Saat ini iramanusantara.org telah memiliki 1.000 rilisan musik Indonesia di era 1950an hingga 1980an. Dan program pengarsipan musik Indonesia bersama Bekraf diharapkan menambah arsip rilisan hingga 1.500 rilisan dari era 1920an sampai 1950an. Sekaligus di tahun ini pula bersama Bekraf menjajaki Program Gerakan 78, lanjut David Tarigan.
Program Gerakan 78, merupakan upaya pengarsipan dan pendataan materi piringan hitam (berukuran lebih kecil, 78 RPM) berbahan Shellac (rentan dan mudah rusak), yang banyak dimiliki stasiun siaran radio, seperti Lembaga Penyiaran Publik Radio Republik Indonesia (LPPRI) di seluruh Indonesia. Karena faktanya arsip fisik ini merupakan rekaman musik populer Indonesia paling tua yang bersal dari era 1920an hingga 1950an, tambah David lagi.

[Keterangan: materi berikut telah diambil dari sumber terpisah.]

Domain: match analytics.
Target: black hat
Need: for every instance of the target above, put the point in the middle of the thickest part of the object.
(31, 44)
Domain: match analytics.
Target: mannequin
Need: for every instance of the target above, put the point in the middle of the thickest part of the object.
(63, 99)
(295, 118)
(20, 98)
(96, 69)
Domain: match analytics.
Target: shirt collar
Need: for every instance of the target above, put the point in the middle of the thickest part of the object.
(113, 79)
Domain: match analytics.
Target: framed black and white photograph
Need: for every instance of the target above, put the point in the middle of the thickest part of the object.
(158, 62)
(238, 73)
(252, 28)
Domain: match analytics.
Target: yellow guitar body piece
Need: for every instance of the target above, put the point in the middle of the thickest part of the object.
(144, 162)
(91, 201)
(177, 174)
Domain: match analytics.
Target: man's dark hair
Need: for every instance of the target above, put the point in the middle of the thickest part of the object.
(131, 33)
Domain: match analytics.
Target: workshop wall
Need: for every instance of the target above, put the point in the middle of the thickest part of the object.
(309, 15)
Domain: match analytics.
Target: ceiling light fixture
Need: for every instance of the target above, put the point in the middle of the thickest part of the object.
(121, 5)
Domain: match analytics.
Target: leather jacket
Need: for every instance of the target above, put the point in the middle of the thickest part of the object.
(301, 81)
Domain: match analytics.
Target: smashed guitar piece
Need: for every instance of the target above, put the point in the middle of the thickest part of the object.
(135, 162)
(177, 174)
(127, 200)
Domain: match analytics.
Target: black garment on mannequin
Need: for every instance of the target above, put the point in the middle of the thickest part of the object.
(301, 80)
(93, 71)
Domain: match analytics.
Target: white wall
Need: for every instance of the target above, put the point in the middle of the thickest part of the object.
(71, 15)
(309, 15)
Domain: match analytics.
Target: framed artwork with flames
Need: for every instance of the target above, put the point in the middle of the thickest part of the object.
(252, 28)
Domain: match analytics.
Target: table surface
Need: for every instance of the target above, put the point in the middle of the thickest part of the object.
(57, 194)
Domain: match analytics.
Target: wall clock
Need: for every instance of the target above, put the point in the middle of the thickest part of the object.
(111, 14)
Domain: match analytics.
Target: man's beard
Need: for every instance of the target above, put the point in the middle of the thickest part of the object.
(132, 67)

Upaya pengarsipan dan pendataan hasil industri rekaman Indonesia, sesungguhnya mengungkap kekayaan Indonesia dengan ragam warna musiknya yang khas dan berbeda, lantaran keragaman budaya serta perjalanan sejarah yang mempengaruhi penciptaannya. Dan situs iramanusantara.org menjadi wujud kecintaan dan dedikasi terhadap musik populer Indonesia.